Wir wollten, dass Andrin seine gesamten Ressourcen zur Rehabilitation aufbringen kann und ihm genügend Energie bleibt, die vielen Therapien zu meistern. Langsam ist Andrin soweit und möchte einen Schritt weitergehen... Seine Ziele sind klar. Er würde gerne eine Ausbildung im sozialen Bereich absolvieren und Menschen mit Einschränkungen unterstützen. Vielleicht ergibt sich für ihn einmal die Möglichkeit, in einer solchen Institution wie dem Viv zu arbeiten.

Andrin hat einen sehr weiten Weg hinter sich, ist noch lange nicht dort, wo er hinwill, aber auch längst nicht mehr da, wo er einmal war.
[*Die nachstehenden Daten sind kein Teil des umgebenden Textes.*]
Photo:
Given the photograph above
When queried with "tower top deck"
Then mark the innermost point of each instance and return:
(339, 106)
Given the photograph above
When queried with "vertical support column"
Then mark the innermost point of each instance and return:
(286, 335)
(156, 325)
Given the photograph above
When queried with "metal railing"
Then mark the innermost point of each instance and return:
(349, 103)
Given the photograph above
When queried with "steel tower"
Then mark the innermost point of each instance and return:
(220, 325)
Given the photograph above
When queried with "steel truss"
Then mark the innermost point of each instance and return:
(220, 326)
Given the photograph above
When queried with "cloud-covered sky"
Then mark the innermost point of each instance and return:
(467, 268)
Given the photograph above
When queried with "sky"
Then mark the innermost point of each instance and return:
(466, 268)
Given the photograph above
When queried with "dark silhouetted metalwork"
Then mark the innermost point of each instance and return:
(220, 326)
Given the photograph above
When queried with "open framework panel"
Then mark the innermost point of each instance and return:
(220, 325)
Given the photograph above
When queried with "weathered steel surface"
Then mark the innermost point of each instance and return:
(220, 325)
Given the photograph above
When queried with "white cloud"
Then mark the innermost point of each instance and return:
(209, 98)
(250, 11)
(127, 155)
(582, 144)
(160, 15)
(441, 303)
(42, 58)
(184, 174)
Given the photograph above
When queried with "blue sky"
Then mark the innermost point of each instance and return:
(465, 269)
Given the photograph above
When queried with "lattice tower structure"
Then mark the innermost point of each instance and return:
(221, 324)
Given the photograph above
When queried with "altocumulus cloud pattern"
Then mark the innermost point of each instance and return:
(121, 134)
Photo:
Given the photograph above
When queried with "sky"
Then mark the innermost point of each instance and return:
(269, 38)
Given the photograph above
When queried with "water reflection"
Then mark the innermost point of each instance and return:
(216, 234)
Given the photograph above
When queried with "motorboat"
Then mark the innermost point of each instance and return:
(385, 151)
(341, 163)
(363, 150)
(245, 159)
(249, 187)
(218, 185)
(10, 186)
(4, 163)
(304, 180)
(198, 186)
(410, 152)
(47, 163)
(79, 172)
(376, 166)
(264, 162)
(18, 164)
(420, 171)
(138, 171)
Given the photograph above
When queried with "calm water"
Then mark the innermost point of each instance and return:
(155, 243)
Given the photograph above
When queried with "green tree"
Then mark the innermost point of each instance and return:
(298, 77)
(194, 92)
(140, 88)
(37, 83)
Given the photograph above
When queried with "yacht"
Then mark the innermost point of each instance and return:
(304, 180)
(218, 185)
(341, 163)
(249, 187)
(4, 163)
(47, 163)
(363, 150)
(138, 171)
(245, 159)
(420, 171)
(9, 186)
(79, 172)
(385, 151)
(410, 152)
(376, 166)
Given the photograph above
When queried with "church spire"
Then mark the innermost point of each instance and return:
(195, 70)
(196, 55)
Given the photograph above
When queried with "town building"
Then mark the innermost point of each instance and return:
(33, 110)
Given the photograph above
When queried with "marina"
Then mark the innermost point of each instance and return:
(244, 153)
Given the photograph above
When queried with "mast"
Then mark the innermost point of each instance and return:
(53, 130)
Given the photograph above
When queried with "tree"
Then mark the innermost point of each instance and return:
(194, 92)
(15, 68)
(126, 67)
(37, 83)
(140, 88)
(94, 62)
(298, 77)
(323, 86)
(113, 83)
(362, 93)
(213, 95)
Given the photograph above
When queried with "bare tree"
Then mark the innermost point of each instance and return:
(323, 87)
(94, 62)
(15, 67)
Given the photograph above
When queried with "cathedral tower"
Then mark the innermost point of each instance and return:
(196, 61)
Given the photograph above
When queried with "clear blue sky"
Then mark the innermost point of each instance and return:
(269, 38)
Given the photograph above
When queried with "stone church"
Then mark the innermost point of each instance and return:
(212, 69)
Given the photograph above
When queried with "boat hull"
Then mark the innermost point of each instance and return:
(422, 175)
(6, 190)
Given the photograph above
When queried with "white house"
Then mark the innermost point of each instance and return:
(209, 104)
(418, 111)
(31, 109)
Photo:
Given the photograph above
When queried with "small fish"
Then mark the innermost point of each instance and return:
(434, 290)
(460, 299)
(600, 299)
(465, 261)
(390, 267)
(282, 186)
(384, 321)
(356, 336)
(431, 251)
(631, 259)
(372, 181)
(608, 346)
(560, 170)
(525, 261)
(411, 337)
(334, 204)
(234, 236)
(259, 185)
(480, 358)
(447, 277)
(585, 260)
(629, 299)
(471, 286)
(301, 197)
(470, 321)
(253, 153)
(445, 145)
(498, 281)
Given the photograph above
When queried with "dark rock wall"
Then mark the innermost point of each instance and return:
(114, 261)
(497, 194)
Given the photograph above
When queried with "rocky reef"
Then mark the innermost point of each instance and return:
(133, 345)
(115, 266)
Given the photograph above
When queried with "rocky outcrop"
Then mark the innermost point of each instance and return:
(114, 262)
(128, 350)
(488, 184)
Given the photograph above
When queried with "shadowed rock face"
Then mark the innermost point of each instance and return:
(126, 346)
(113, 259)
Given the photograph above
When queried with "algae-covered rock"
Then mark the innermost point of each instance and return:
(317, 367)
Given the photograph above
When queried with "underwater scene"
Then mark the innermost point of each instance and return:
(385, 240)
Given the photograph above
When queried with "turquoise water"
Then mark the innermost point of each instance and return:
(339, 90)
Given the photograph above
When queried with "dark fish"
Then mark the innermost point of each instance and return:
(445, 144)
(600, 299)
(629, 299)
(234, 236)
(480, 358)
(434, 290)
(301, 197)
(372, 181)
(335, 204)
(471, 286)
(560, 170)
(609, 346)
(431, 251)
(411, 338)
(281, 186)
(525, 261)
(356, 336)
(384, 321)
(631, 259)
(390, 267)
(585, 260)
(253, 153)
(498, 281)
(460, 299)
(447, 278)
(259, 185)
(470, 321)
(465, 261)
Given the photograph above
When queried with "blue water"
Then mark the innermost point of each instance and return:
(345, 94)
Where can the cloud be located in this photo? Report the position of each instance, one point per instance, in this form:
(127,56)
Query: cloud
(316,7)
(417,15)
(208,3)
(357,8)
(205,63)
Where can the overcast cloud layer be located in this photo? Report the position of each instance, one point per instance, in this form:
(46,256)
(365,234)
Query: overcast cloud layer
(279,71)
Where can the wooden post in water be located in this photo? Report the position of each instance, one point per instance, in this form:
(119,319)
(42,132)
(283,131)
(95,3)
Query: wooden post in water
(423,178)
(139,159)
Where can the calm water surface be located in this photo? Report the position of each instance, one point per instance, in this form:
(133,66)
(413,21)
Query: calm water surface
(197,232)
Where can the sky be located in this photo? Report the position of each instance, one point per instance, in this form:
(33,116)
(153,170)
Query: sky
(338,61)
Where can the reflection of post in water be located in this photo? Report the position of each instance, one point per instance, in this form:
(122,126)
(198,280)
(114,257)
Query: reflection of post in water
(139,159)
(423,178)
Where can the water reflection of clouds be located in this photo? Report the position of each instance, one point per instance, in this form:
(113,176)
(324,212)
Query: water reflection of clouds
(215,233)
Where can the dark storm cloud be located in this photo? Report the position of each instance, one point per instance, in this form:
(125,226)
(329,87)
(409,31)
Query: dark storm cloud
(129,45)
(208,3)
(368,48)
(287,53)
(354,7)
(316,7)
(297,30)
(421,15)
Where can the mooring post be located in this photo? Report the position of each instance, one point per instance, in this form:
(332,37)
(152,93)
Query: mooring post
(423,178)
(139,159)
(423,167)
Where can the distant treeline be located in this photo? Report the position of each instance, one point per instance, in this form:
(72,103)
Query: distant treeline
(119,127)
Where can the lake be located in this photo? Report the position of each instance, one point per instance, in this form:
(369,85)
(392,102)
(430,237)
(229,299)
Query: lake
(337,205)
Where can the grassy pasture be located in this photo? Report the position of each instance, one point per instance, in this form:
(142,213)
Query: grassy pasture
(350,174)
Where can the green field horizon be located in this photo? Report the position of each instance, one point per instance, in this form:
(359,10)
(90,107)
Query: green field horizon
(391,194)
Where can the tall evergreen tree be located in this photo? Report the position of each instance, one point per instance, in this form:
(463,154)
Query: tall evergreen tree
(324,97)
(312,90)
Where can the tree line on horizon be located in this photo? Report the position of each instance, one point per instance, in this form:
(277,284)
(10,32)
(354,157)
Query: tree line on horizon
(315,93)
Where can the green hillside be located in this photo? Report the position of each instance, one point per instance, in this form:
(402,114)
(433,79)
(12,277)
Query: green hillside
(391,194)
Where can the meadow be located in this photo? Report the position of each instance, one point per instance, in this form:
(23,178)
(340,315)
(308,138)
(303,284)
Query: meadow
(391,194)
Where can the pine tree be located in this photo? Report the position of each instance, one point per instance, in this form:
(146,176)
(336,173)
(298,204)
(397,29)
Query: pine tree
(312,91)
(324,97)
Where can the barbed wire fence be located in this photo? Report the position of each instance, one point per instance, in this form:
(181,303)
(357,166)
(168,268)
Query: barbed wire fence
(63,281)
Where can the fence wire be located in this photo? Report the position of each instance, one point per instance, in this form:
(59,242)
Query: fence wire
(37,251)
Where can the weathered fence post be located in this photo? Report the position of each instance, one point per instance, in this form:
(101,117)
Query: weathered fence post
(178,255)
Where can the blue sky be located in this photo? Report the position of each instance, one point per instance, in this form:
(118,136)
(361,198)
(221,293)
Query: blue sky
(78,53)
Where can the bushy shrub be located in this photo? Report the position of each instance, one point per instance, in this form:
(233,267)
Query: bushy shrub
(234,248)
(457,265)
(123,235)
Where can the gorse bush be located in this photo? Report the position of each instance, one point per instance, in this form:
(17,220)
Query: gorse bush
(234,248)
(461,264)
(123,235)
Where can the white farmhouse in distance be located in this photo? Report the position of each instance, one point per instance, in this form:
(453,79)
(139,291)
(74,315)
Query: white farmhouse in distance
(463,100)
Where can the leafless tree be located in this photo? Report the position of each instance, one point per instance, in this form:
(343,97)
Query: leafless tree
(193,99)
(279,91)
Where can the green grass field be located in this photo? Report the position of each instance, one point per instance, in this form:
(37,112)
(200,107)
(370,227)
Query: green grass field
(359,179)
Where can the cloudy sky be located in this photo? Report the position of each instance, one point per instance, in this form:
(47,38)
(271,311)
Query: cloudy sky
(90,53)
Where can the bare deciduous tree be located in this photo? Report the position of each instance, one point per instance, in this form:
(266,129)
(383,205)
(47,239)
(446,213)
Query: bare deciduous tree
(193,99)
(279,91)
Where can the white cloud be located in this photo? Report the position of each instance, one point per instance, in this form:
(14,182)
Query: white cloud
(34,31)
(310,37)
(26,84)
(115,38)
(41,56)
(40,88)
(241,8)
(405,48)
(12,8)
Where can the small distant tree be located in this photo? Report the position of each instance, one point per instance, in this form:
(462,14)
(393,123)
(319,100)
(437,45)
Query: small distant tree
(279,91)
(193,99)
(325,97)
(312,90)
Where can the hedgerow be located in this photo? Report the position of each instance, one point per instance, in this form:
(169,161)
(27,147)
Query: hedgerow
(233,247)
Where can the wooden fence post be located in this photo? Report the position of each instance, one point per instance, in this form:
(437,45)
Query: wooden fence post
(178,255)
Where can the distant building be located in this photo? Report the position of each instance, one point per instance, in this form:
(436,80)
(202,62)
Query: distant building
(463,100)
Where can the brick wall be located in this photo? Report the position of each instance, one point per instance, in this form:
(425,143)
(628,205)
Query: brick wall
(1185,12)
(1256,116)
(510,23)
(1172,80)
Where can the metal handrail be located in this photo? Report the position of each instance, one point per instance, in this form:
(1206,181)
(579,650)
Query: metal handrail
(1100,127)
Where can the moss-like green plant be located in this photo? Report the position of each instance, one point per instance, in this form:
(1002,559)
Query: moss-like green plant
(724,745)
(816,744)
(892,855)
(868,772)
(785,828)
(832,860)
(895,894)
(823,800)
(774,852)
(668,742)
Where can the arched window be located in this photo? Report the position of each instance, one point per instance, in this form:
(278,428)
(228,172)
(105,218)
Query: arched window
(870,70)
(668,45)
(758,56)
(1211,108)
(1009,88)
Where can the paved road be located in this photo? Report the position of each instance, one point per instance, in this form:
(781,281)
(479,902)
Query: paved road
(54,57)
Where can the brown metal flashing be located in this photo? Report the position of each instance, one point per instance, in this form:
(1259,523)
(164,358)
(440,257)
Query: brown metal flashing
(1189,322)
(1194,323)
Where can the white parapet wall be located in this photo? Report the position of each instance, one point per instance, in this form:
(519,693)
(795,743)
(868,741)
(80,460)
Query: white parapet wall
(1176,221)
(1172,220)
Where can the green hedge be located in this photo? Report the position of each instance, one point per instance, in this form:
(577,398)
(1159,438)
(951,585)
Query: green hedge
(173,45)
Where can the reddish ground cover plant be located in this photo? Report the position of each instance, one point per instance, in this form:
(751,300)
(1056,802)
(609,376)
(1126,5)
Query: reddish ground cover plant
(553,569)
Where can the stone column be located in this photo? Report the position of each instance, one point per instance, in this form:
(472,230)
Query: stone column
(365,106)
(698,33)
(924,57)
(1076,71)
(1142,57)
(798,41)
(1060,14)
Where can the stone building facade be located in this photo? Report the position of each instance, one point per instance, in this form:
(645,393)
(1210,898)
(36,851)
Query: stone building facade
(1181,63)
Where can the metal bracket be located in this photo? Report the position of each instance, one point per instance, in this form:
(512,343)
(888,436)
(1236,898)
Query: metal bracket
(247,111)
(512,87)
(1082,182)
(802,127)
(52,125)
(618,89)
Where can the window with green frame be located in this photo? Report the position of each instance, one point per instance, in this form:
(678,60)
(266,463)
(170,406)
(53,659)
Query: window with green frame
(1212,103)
Für uns ist es ein Wunder wie er mit seinem wunderbaren Humor alle zum Lachen bringt und mit seiner Selbstironie auch bei schwierigen Themen Brücken bauen kann. Er wurde über Nacht erwachsen und ist heute ein tiefgründiger, junger Mann. Wir sind stolz auf Andrin, hoffnungsvoll und überzeugt, dass sein Weg noch schöne Momente aufzeigen wird. Auch wenn dieser oft steinig und unfair scheint.